Kyo is a story of the dangers and political struggles that the world has faced after the Last War. It’s one of the few times in the series that we see any familiarity to our own world—the Japanese nation, which has taken to living in a massive underwater structure as a means of survival and safety. When the Japanese facility finds a wandering vessel, they capture it to discover a new society with a common distrust of the corrupt Planetary Council. The book deals with the political changes that are occurring in this post-apocalyptic world, along with the growing movement against the Planetary Council. The underwater city concept reminds me of a plan that Japanese engineers and designers have really proposed as a means of adapting to an evolving global climate. This story seemed like a natural extension of those real-life plans, which I felt was a really clever concept for a science fiction piece.
Point Mega gives us yet more hope that the days of the Planetary Council are numbered. It tells the story of Point Mega, where a family risks being torn apart by social issues and bureaucracy—a theme that hits close to home. One faction of the city wants to leave the phony freedom and security of Point Mega due to the injustices taking place; the other wants to silence the rebels. We’re introduced to three friends struggling to overcome these differences. Against the backdrop of all this, there’s an AI revolution taking place. The androids have all developed conscious awareness, achieving some type of an AI singularity that will take them to their own island base. This is always a fun topic to play with in science fiction, because it helps us think more creatively about the possibilities of our own technology.
Overall so far
Earth’s Final Chapter is a deeply imaginative sequence of vignettes from a distant future of post-apocalyptic devastation. These stories are linked by a common thread of people struggling to survive and make sense of this bizarre new global landscape that has been marred by catastrophic war and environmental devastation. While the reader gets the feeling that the Earth is beginning to heal, the Planetary Council, which oversees much of the world, exerts a false sense of security over their remaining citizens and keeps them from returning to the outside. Meanwhile, several different factions have managed to elude the Planetary Council, stirring up some nice conflict.
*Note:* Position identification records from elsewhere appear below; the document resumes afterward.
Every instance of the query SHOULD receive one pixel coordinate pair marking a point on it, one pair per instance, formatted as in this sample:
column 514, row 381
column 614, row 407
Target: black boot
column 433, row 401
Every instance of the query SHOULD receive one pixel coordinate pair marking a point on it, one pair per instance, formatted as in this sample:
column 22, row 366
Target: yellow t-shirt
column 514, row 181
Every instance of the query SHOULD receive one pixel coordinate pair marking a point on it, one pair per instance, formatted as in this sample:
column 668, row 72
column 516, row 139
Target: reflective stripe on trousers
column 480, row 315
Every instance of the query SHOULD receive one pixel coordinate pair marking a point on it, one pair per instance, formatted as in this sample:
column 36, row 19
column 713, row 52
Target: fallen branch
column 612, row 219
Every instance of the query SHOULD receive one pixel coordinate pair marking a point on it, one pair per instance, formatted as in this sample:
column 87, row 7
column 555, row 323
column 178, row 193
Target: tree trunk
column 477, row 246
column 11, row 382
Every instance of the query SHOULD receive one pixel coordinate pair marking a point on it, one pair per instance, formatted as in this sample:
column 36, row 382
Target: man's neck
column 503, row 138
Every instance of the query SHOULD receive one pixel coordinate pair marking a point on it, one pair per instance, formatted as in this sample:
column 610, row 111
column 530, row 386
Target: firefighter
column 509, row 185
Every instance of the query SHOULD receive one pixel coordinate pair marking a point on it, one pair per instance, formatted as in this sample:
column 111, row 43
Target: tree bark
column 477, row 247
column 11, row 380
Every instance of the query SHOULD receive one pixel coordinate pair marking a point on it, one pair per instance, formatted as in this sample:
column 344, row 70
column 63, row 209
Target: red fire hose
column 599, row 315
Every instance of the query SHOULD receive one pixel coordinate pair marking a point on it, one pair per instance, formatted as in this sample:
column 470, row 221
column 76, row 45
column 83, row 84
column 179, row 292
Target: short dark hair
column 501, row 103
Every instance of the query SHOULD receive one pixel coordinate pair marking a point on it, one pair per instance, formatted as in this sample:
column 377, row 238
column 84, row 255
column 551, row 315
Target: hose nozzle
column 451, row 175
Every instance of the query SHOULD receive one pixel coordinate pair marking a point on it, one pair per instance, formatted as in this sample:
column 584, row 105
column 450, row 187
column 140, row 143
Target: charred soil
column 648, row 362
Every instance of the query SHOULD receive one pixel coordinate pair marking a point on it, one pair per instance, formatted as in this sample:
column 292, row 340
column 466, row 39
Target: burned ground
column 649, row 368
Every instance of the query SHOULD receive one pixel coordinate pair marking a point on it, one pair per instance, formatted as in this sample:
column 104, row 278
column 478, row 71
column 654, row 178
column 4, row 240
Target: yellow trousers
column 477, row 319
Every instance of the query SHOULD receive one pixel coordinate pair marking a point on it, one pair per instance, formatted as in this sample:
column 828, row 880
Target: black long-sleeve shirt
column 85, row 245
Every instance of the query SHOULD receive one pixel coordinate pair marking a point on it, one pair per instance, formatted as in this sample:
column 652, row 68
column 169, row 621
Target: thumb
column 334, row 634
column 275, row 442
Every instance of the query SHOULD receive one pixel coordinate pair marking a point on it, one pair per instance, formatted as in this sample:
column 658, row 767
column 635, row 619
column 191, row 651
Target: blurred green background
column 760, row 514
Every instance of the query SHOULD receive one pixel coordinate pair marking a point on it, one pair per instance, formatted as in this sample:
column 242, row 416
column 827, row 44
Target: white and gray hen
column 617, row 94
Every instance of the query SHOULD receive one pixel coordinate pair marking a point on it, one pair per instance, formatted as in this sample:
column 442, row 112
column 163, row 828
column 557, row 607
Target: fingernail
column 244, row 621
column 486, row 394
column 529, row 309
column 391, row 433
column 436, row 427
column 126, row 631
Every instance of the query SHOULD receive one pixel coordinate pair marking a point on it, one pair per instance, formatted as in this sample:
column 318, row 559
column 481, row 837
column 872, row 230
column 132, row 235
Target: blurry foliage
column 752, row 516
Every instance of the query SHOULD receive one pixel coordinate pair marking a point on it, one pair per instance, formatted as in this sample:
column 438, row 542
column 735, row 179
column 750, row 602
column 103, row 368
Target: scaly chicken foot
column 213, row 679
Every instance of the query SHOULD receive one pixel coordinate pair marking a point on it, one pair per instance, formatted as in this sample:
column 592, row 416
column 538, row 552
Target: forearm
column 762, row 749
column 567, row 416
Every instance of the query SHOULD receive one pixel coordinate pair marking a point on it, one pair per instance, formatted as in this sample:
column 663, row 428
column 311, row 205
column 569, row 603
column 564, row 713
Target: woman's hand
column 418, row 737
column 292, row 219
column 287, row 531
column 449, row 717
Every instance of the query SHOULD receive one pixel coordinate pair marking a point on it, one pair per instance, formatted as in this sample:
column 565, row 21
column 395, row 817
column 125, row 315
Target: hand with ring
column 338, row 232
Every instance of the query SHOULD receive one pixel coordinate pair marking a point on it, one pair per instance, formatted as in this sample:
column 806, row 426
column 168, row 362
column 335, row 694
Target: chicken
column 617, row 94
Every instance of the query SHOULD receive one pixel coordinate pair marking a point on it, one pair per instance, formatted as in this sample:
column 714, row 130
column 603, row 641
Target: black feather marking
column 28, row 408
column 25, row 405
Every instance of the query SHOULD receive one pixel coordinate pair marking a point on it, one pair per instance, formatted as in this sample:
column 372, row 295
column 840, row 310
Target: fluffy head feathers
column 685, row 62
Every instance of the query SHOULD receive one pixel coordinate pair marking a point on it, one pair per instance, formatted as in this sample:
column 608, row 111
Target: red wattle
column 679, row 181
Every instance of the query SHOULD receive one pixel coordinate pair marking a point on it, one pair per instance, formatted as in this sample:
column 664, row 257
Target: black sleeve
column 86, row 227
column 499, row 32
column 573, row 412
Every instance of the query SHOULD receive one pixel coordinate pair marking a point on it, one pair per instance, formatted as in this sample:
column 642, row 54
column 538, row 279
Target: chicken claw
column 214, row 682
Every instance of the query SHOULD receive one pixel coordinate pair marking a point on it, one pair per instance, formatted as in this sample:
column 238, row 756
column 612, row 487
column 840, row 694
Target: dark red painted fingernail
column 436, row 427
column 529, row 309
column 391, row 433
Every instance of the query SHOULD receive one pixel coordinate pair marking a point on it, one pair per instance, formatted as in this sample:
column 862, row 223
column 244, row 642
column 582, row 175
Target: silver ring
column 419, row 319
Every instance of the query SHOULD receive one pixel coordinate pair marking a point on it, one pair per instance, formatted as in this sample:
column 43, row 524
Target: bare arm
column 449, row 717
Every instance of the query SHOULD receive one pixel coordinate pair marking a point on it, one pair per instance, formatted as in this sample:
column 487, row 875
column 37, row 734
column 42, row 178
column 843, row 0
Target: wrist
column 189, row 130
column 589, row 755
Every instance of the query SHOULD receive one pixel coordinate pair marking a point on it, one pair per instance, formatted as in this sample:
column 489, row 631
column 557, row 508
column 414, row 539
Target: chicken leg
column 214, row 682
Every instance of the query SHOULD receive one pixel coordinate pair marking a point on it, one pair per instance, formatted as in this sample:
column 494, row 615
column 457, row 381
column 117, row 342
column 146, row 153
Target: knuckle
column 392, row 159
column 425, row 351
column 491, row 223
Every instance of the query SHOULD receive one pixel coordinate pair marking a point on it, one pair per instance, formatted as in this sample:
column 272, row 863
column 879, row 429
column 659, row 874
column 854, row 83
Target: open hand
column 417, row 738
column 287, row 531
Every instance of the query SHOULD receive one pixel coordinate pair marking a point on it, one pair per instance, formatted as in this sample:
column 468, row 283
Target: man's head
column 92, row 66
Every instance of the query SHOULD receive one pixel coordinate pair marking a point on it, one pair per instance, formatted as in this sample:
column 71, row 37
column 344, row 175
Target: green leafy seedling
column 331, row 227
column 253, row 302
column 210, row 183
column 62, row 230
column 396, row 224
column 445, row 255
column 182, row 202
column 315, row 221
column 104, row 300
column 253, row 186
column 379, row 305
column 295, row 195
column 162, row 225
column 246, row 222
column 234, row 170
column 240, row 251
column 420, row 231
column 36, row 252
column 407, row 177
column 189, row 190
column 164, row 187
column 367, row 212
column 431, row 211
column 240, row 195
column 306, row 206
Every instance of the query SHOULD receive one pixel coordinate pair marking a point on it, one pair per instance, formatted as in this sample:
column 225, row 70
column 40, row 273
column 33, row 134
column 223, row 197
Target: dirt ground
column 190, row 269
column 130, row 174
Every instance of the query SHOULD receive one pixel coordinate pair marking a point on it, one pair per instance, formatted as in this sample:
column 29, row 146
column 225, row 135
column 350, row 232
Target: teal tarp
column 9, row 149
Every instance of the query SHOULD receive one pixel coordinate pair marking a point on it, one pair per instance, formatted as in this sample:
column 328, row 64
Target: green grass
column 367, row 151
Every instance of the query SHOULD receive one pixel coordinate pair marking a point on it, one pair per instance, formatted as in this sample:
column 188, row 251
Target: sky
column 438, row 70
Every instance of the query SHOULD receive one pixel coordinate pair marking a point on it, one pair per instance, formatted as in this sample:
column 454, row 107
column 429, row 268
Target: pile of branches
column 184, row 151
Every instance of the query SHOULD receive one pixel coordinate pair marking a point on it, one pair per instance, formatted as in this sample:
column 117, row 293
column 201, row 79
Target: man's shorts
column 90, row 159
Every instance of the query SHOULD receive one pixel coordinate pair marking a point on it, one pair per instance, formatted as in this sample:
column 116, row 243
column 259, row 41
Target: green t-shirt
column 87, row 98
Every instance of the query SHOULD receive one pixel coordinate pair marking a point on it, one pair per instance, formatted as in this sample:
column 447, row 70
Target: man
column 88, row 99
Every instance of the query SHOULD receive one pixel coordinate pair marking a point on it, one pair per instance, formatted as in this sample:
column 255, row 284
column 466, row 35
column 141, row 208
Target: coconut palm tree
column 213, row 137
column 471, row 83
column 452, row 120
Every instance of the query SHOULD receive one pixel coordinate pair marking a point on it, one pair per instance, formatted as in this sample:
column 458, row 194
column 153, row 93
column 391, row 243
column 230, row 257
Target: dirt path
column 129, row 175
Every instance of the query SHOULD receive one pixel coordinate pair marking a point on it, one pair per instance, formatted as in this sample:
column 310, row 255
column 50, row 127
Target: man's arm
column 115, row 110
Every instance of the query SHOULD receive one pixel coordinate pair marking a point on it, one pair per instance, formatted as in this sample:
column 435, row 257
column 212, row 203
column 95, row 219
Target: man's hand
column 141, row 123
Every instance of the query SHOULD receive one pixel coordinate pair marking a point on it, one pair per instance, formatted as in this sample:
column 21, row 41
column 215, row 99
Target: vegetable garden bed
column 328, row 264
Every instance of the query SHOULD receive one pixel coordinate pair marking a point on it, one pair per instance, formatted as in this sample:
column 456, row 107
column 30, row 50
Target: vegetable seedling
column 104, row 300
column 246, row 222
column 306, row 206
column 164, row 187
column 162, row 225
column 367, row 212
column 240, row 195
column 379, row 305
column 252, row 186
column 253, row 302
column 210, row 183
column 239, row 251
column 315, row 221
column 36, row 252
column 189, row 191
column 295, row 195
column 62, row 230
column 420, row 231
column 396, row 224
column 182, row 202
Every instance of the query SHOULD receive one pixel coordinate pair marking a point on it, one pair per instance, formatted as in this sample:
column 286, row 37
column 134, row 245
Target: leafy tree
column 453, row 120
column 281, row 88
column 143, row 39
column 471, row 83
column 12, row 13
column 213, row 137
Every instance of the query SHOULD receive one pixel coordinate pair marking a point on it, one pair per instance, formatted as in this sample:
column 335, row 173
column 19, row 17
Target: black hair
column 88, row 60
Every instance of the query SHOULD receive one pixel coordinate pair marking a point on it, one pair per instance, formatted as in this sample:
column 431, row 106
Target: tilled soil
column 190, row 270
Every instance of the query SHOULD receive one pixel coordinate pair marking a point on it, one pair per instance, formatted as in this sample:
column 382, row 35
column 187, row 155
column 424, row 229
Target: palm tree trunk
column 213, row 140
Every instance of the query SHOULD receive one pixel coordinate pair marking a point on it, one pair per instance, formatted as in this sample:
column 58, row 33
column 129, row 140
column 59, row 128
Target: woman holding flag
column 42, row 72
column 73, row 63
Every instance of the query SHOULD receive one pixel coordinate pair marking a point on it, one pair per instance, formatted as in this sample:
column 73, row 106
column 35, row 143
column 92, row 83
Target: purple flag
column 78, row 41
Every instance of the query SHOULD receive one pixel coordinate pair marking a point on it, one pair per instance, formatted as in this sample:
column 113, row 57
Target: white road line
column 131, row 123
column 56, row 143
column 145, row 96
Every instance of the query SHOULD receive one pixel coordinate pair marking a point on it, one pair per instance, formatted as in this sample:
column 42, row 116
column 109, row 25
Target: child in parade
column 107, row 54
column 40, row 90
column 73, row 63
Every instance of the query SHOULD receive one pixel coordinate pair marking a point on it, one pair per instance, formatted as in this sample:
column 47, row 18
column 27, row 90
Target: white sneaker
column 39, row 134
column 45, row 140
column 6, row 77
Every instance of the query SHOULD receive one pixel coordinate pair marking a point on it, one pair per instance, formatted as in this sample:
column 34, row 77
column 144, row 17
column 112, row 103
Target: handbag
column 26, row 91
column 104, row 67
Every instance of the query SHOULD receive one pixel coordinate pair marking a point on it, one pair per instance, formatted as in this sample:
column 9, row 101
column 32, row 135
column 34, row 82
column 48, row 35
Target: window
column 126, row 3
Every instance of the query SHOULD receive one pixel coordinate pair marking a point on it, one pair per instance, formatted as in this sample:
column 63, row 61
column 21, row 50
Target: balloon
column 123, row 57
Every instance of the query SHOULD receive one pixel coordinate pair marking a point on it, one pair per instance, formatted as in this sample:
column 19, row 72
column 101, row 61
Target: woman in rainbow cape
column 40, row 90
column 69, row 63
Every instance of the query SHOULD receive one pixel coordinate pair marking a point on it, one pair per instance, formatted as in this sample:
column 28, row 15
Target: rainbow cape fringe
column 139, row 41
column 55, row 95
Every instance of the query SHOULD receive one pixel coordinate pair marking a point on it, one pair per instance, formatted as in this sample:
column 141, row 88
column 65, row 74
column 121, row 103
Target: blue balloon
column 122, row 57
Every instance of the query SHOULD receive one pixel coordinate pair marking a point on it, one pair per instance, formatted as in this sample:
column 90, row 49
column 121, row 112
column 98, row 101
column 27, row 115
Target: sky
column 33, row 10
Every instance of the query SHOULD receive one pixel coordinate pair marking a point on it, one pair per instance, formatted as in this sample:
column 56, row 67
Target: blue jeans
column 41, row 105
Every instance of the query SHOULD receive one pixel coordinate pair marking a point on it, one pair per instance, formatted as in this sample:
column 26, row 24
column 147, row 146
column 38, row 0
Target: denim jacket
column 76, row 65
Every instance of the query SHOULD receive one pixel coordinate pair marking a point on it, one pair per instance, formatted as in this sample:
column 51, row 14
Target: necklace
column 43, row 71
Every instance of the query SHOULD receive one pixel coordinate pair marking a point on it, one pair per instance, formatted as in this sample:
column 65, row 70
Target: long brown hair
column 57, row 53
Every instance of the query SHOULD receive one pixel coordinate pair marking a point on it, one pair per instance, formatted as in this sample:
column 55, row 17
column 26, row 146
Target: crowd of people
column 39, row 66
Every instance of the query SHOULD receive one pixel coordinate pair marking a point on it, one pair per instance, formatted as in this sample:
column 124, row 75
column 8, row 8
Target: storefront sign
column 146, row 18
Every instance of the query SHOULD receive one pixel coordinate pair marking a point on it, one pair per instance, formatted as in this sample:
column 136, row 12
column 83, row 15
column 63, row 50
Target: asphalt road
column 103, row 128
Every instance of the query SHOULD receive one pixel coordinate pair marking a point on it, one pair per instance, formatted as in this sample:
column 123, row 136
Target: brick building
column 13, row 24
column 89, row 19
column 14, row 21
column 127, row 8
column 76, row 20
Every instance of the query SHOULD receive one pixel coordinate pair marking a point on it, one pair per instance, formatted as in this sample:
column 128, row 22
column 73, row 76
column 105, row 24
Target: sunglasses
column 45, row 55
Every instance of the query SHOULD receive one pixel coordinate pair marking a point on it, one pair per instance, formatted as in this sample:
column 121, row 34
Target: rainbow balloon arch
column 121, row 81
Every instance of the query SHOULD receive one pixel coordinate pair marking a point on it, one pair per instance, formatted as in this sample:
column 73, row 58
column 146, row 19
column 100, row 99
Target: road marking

The series entertains many different futuristic technologies, such as laser weapons, cloaking devices, interplanetary travel, underwater cities, and conscious AI. I feel that there is an important lesson to be learned from the series about the historical progression of technology and how it can be used for both good and evil. I also think the series serves as a cautionary tale about our current capability to destroy ourselves and our planet. We need more of this terrifying reality in our fictions, because it helps to raise public awareness about such issues as environmental protection and nuclear disarmament.
I was consistently entranced by not only the immersive quality of the writing, but also the illustrations that went along with it. These images provided an emotional layer to the story that enhanced the entire experience. Maybe it’s just because I’m just so terrible at art, but I was honestly amazed by the capacity of the artists to render such complex and vivid images.
I highly recommend reading the books because they are entertaining and thoughtful. I look forward to seeing Earth’s Final Chapter progress as a series!